As Listing 3 shows, executing the C++ Eval method on an instance of ActivePerlInterpreter is the point at which the C-based Perl API is invoked. In the case of eval, it involves executing the perl_eval_pv function. The arguments passed to this routine include the Perl statement block, cast to a const char*, and the Perl flag G_KEEPERR. The flag G_KEEPERR indicates that the Perl interpreter should retain any error so that it can be retrieved by accessing the ERRSV interpreter variable.

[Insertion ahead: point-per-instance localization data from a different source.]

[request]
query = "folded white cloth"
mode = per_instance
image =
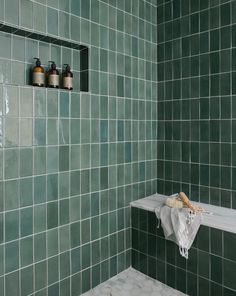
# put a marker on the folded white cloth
(179, 226)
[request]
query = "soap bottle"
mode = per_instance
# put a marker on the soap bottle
(53, 76)
(38, 75)
(67, 78)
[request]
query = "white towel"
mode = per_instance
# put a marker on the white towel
(179, 226)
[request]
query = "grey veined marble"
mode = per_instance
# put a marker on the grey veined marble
(132, 283)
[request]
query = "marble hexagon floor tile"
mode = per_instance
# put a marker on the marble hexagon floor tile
(132, 283)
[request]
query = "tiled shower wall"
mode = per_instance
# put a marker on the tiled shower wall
(196, 76)
(71, 162)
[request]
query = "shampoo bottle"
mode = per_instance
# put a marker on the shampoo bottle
(53, 76)
(38, 76)
(67, 78)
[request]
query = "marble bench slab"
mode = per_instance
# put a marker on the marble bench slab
(219, 217)
(133, 283)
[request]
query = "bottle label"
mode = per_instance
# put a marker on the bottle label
(53, 80)
(38, 78)
(68, 82)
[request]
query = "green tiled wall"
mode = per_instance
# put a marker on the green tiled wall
(196, 99)
(209, 271)
(71, 162)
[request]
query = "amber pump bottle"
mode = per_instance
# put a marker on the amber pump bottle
(38, 75)
(53, 76)
(67, 78)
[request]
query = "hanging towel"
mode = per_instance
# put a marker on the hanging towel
(179, 226)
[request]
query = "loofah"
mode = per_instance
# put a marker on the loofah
(174, 203)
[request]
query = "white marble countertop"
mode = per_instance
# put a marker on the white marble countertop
(133, 283)
(220, 218)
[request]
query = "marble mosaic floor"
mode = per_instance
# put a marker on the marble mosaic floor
(132, 283)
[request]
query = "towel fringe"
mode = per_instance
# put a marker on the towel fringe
(183, 252)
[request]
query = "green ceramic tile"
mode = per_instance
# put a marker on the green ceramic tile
(11, 256)
(12, 284)
(26, 251)
(52, 21)
(39, 17)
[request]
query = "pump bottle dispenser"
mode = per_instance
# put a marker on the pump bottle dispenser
(38, 76)
(67, 78)
(53, 76)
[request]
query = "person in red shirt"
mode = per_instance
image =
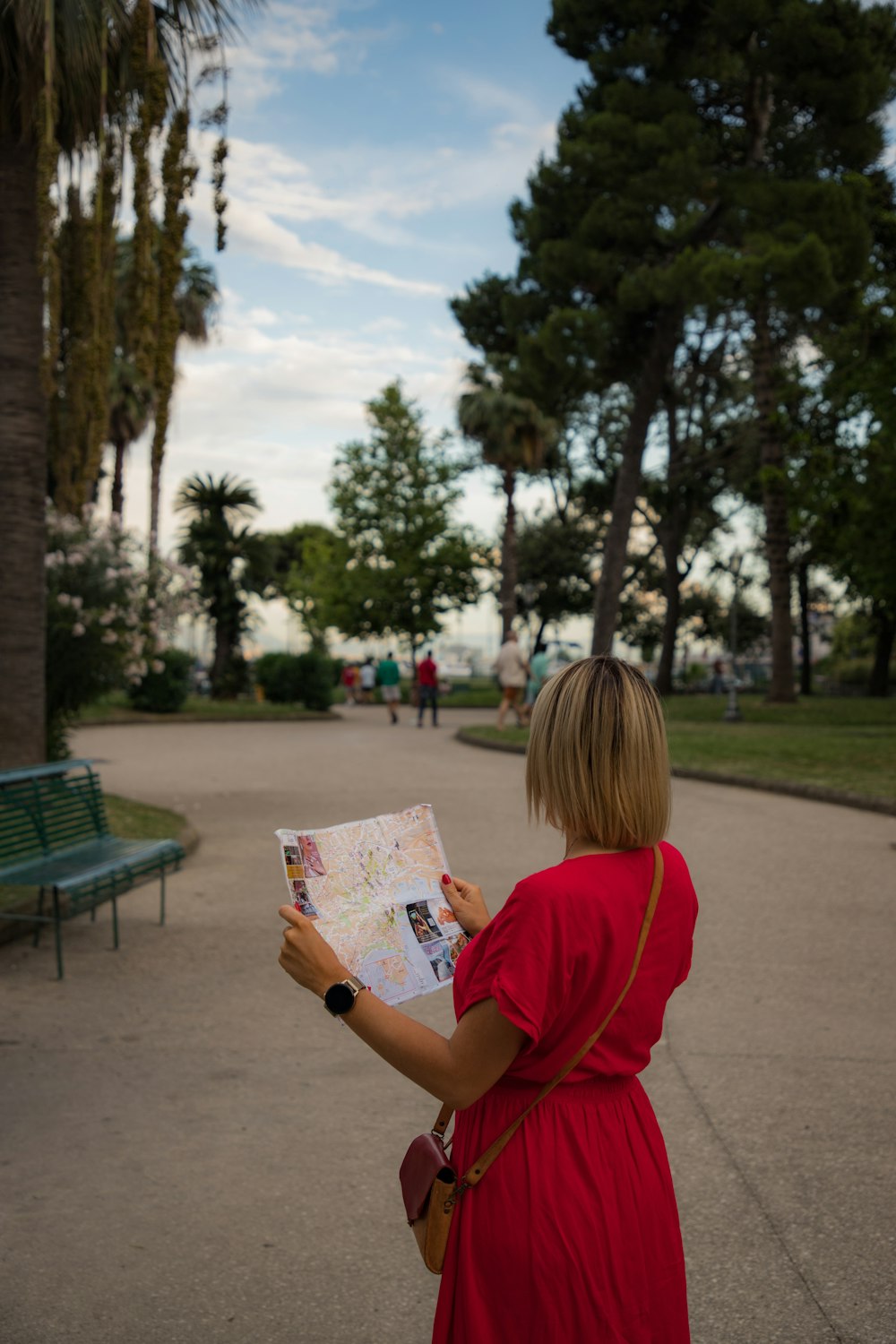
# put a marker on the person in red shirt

Perl for Output Redirection

Although the bulk of the implementation of EPerl is implemented in C++ and Java, there are some supporting Perl routines contained in the eperl.pm file. These subroutines help support output redirection, which allows for redirection of standard output and standard error to a scalar variable. Output redirection is enabled by invoking the Java method redirectOutput on the Perl interpreter. This operation is reduced to invoking the redirect_output Perl subroutine that manipulates the output streams and uses I/O scalars (perlio:scalar) to redirect future output to a scalar. Finally, subroutines also defined in eperl.pm clear and restore the output streams.

Conclusion

Future development of EPerl will be partially guided by community feedback. Ideas on the drawing table include an ATL implementation with supporting .NET classes, as well as a mechanism for invoking Java methods from Perl. Mixed-language development is a powerful concept that was recently best summarized by Robert Pike, an early developer of UNIX at Bell Labs and now with Google, when he said "OO is great for problems where an interface applies naturally to a wide range of types, not so good for managing polymorphism, and remarkably ill-suited for network computing. That's why I reserve the right to match the language to the problem, and even—often—to coordinate software written in several languages towards solving a single problem." As programming languages, C++, Java, and Perl all have their strengths and weaknesses. My goal with EPerl is to provide a new alternative for blending these languages together.